After the initial charm wore off, we returned to our usually play. I don't remember what happened to that Venus Fly Trap. I have never wanted to get one in my adult life. I've never been that bothered by flies or children. I was not called to childlessness not to breeding.

Later on during one particular summer or another, momma would show us how to trap a squirrel under a box. She gathered us around and led us outdoors. We lived in this craftsman house where the rear was at least 8 feet higher than the front of the house, so it made for a great hunter's cove.

She said we were going to run a string from the window and tie it to a strong stick. We did. We tied it to a pecan stick that was about 10 inches long. She had us prop a 2 by 2 box up and put bread crumbs down under the box. She ushered us back into the den and she had us peer out the window looking down on the area where the box stood unassumingly.

We were to keep vigilant guard over the box and stand look out for any and all critters that ventured near. She said when the squirrel gets under the box, we were to yank the stick and the trap would spring and the squirrel would be under the box. She had us gripped with expectation. We sat in that window for at least 4 hours waiting for the unwitting prey to spring our trap.
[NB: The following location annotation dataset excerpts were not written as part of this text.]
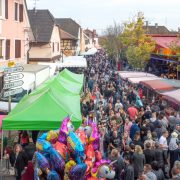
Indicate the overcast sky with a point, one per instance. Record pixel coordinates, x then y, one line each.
99 14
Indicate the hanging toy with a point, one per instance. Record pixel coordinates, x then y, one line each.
69 165
93 136
53 175
78 172
65 128
75 146
103 170
57 161
62 150
42 162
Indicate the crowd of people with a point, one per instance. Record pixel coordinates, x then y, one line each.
137 134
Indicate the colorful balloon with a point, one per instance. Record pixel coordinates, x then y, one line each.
78 172
53 175
66 126
62 150
57 161
42 162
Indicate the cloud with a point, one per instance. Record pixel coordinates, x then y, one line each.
100 13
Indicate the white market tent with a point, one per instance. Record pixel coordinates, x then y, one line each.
72 61
173 96
133 74
29 81
91 51
137 80
52 67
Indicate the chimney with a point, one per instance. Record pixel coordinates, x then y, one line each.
94 33
156 25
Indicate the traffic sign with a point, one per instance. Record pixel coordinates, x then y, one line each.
13 77
13 84
178 68
13 69
13 92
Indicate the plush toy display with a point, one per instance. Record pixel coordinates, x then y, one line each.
67 155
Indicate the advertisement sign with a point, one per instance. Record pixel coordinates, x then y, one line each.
13 77
12 92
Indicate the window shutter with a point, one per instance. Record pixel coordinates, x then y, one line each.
16 11
21 12
58 47
6 9
7 49
17 48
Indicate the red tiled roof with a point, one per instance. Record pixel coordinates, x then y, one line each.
66 35
165 42
157 85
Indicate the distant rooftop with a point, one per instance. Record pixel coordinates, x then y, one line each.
69 25
34 68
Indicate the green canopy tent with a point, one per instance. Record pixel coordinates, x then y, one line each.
78 78
70 86
45 108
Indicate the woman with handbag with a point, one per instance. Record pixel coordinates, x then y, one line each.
18 160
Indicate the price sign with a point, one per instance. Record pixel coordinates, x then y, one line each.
13 77
13 84
13 92
13 69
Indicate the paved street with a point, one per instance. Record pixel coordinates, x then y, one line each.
4 172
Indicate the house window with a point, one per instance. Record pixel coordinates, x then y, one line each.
16 11
57 47
6 9
17 48
21 12
53 47
1 9
1 49
7 49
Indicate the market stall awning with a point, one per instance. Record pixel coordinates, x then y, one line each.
133 74
45 108
172 96
157 85
1 118
91 51
72 61
137 80
173 82
165 42
78 78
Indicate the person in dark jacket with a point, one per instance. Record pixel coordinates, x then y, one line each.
138 161
134 128
118 163
149 153
35 136
18 160
159 156
157 171
30 149
129 170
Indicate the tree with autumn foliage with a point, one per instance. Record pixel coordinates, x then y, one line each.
175 47
138 46
111 42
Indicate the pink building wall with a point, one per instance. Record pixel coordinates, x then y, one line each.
11 29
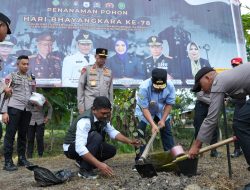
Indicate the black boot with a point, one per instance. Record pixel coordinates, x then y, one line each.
9 165
237 153
22 161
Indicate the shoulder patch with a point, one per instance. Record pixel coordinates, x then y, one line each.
83 70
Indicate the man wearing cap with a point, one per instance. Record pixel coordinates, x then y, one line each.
234 83
8 61
95 80
4 30
156 59
4 26
238 103
45 65
177 38
16 113
155 98
73 64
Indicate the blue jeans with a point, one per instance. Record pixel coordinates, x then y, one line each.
166 135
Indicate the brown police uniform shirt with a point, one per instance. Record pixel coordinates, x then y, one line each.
39 113
94 82
234 83
22 87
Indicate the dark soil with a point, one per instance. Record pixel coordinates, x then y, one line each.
212 174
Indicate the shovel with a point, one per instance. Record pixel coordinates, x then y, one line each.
202 150
143 168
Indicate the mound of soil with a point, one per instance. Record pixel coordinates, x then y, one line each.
212 174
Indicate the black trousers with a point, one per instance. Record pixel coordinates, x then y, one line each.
35 131
1 130
241 127
96 146
18 121
201 111
238 106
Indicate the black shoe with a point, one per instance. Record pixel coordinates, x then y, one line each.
22 161
87 174
78 163
214 153
9 166
236 153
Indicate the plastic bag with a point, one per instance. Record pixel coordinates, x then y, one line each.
45 177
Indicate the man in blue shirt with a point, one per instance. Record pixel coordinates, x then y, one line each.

Finally a squirrel approached and entered the area. We all began to sweat and chatter. Someone told someone else to be quiet. We all hushed up a bit. We all gave this instruction or that instruction. We really were a team, the four of us. The time had come and we all yanked the string. That squirrel was fast as al get out and beat the trap. She all celebrated how close we came. We poured out the house and own the 8 steps to set the trap again. Then we all ran back to our foxhole laying in wait for the next unwitting squirrel to get close enough for capture.

Now where was momma during all this waiting and resetting? She was no where to be found. Like a magician, she had disappeared. She set us to task and poooffff!

Yes, from button yo-yos, to whittling, to the task of kissing our elbows, my mother had a mind that was full of all sorts of things a kid could latch on to having nothing to do with feeding a body. She fed our minds and our curiosities. God stayed up and always active in her head regarding us, her children.